The closure has had a disastrous knock-on effect for "second-hand" cinemas like Fardos, which used to buy movies from Cinema City after their run.

Now the latest films available at Fardos include 2009's Bride Wars, starring Anne Hathaway and Kate Hudson, and Friends with Benefits, from 2011, with Justin Timberlake and Mila Kunis.

"The last lot of films we bought was in 2011," when the Syrian conflict began, Sassa says.

"Since then, I've been showing four films a month," he adds with an air of resignation.

"And when I get through all 30 films, I'll start all over again."

Not only does the cinema suffer from a shrinking pool of movies, but a dwindling customer base as well.
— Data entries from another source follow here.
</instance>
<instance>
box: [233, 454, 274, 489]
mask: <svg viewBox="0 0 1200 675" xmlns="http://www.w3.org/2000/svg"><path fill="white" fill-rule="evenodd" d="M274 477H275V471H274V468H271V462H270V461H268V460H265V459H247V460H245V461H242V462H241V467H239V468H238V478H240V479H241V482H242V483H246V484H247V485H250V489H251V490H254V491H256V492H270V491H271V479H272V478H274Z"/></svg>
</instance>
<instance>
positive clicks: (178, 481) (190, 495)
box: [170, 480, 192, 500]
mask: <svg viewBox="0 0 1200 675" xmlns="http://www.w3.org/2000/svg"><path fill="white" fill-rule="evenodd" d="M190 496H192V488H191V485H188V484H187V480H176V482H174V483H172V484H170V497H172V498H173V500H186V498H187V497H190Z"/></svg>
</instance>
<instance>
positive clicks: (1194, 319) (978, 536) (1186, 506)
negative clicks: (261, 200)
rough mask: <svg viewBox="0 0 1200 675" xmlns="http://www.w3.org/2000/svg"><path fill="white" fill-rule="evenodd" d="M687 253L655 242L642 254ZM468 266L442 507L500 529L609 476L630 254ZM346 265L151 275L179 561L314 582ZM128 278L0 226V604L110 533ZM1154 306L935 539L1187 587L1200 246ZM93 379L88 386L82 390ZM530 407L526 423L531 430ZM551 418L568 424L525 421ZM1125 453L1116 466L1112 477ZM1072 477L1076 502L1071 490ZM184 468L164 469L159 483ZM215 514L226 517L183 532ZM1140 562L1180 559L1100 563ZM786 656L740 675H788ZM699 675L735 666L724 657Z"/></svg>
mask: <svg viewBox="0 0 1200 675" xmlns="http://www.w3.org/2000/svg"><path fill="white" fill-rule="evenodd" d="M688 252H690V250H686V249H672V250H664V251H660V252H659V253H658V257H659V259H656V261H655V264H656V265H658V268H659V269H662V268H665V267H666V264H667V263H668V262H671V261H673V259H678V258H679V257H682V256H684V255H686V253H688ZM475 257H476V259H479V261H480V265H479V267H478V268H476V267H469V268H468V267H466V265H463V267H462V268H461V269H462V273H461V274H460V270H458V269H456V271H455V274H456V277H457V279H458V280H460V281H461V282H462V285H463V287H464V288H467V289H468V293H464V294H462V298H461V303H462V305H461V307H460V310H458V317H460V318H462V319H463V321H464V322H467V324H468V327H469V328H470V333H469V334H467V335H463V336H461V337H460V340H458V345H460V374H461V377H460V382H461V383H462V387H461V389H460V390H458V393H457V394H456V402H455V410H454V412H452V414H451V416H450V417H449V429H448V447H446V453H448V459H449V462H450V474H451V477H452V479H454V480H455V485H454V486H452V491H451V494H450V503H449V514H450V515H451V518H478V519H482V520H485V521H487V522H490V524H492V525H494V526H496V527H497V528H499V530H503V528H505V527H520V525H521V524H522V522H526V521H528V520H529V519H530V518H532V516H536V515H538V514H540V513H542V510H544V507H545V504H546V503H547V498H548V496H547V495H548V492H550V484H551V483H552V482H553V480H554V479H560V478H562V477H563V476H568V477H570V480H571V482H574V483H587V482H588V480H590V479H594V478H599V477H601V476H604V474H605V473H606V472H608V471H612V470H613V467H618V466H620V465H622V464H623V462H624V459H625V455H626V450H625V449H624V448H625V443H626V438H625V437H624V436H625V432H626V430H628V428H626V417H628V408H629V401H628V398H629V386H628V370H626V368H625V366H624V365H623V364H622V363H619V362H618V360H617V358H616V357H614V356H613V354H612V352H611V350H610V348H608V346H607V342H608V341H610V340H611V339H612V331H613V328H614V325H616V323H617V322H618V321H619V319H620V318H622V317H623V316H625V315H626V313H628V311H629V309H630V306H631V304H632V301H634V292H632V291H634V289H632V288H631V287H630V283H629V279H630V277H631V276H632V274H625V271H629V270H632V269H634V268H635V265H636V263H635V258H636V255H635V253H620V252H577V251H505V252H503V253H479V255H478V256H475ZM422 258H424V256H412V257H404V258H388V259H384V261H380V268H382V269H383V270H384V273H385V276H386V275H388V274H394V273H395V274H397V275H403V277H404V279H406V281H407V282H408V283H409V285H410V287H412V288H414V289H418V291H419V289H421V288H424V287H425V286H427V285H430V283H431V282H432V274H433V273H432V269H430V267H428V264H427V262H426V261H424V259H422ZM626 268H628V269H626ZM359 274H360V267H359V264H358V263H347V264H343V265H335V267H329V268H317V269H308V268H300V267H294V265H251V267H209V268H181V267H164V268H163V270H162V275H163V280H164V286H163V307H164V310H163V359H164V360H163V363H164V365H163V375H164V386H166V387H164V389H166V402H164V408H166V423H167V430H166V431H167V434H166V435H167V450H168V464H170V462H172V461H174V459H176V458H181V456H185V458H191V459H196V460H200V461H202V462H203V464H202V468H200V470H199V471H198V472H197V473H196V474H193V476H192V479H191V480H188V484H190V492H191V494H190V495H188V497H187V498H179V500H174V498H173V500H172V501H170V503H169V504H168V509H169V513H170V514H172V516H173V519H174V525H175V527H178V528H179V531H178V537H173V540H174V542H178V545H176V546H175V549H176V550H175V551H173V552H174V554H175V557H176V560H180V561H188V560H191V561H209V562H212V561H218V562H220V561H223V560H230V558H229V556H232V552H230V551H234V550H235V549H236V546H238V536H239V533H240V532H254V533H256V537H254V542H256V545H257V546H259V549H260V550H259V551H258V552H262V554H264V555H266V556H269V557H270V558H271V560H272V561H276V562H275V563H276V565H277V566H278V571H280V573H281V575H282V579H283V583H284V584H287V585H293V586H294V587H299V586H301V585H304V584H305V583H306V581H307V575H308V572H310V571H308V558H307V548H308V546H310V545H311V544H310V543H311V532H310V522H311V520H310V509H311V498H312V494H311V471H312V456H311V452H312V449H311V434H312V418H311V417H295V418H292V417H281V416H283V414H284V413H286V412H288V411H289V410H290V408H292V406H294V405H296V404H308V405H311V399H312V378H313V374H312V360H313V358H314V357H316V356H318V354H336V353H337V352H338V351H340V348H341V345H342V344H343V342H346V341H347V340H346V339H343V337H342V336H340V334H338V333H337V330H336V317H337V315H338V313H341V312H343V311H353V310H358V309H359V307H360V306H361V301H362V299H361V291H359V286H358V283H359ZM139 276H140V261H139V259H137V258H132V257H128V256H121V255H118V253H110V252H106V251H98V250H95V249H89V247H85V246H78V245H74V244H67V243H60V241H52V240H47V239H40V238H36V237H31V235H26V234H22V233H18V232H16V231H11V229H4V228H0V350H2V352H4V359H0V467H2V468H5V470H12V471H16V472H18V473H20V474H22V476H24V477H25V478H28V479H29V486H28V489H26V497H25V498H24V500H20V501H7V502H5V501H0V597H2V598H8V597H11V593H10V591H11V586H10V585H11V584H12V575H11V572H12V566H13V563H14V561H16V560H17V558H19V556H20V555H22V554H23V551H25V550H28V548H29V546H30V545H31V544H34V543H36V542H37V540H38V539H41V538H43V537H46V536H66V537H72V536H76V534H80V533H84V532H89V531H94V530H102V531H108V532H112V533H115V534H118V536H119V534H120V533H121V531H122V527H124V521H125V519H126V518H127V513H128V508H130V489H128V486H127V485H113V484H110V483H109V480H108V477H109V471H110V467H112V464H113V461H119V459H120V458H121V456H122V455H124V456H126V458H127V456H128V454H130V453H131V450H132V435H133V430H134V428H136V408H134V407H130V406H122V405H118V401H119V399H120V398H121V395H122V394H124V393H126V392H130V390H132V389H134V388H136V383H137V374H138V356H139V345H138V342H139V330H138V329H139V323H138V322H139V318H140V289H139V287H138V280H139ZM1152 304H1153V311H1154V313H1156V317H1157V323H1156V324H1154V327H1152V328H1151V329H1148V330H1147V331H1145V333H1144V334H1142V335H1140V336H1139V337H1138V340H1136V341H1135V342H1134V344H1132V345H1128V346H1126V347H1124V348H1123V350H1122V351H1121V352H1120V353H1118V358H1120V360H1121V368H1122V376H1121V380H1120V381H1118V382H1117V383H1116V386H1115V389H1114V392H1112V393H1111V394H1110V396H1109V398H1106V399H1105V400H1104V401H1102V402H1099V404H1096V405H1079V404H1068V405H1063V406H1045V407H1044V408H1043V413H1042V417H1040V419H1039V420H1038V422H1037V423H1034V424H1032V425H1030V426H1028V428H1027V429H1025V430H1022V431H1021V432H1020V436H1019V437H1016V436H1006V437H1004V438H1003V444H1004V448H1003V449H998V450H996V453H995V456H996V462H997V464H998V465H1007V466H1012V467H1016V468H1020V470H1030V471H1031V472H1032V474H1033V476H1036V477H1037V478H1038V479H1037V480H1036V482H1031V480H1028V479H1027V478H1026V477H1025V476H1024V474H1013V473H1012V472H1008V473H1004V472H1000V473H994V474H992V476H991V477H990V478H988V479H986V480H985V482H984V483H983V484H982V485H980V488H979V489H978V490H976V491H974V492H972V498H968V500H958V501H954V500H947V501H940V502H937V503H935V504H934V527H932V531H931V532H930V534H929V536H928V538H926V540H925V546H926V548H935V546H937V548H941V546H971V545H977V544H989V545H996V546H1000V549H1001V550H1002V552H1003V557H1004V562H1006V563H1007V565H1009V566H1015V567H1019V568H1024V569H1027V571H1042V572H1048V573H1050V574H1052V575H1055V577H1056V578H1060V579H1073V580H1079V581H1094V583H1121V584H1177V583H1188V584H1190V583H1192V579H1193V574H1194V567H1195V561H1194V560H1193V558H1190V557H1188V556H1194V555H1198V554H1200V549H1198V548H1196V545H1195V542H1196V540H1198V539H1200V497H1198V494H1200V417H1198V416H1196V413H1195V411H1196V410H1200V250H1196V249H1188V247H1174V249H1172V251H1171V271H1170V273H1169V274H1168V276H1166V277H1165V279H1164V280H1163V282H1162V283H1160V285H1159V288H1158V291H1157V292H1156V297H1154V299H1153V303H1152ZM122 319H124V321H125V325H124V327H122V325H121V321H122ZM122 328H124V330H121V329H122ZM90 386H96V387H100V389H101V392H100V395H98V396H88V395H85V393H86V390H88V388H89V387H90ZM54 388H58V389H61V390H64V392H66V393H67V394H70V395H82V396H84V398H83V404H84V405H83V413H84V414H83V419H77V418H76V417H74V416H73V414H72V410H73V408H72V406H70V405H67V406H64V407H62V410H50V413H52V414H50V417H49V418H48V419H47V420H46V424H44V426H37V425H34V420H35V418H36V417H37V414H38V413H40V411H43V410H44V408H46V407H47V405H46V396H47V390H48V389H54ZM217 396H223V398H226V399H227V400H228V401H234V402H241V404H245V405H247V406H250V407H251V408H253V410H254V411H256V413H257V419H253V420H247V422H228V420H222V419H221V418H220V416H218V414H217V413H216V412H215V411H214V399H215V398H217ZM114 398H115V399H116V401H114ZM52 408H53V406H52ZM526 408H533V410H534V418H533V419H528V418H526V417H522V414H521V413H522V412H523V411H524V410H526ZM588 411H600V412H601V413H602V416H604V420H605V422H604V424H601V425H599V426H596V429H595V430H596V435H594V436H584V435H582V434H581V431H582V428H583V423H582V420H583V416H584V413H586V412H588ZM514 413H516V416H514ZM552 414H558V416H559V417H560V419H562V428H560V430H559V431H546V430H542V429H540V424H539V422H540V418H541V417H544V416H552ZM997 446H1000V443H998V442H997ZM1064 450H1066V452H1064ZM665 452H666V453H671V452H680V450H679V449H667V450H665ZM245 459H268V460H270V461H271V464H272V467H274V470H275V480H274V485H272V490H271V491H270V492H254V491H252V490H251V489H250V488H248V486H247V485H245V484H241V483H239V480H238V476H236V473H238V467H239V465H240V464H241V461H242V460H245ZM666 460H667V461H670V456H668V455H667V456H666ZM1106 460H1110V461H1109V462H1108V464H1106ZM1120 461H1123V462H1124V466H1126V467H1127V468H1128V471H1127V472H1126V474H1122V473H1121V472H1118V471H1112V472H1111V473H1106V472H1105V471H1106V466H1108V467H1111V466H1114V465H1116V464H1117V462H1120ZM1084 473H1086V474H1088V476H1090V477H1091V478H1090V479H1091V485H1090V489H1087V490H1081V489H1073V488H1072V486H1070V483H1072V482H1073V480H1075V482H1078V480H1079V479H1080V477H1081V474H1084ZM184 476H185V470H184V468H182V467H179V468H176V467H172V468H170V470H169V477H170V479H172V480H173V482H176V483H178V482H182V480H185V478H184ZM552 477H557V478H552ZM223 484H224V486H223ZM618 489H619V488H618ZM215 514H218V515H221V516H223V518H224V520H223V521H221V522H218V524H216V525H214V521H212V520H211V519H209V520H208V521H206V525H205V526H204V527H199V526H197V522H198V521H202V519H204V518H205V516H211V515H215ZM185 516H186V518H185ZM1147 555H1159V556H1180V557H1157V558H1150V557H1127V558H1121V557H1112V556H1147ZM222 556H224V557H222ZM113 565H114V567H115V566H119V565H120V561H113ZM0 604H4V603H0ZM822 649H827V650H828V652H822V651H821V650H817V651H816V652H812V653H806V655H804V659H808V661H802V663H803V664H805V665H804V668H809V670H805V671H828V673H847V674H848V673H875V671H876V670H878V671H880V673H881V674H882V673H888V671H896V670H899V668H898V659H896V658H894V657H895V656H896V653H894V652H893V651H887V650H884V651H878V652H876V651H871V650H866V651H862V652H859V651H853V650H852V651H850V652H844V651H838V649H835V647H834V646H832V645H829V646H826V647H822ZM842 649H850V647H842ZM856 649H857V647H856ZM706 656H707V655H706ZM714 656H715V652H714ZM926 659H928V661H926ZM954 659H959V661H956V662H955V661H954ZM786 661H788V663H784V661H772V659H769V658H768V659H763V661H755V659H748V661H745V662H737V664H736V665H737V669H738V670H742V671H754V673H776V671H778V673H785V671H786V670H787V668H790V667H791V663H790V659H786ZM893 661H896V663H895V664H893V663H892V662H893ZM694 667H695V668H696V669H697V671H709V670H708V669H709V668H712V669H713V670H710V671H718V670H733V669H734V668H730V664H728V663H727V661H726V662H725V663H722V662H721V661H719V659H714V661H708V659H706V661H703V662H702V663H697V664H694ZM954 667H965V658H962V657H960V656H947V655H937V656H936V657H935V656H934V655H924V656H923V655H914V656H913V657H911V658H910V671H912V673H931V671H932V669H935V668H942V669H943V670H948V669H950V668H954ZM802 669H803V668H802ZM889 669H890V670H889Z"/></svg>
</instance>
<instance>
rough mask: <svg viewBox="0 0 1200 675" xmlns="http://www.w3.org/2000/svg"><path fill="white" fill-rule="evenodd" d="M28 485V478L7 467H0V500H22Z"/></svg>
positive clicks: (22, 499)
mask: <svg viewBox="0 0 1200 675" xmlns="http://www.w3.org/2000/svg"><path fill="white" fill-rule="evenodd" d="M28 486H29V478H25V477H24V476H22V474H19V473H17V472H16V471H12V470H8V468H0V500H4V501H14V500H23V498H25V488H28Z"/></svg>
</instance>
By the end of the afternoon on a regular day in Damascus, fewer than 10 people had bought tickets.

"Cinemas in Syria were already in crisis because of the Internet and satellite television," Sassa says.

"But with the war, the poorer people who used to come to us from Damascus province are not around anymore."

Battles between rebels and regime forces have raged on the outskirts of the capital, where the opposition fighters have sought to establish rear bases.

"We used to have more than 40 people a night. Nowadays it's four at the most," he laments.

"Sometimes no one comes at all after 5:00 pm because people are afraid to go out after night falls. Before the war we used to stay open until midnight."

An air of sadness hangs over the 800-seat theatre, where just a handful of viewers watch a subtitled Western movie, one of them in the process of nodding off.

The seats are faded green, some broken altogether, and bits of rubbish are visible on the floor, adding to a sense that the place has been forgotten by time.

"Sometimes I come and see the same film. I feel good here, I can even smoke," Fardos customer Samer says.

"Some people spend the whole day in the darkened room," Sassa laughs.

His smile is brief -- it pains him deeply to see the theatre empty, the seats untouched and the films unwatched.

"I've become sick. For me, the most beautiful thing in the job is to be behind my desk and watch people's reactions to a film," he says.

"Before, I used to ask people to keep in the queue. Now, time seems to go on forever."

The cinema was opened in 1948, when the queues to see movies "were 100 metres (yards) long," as Sassa puts it.

Now the cinema's future is in doubt, with the investment needed to keep it afloat unlikely.

"Who is going to invest in the middle of war?" Sassa sighs.

But he is determined to keep his doors open as long as he can.

"I would prefer to die than see the cinema close."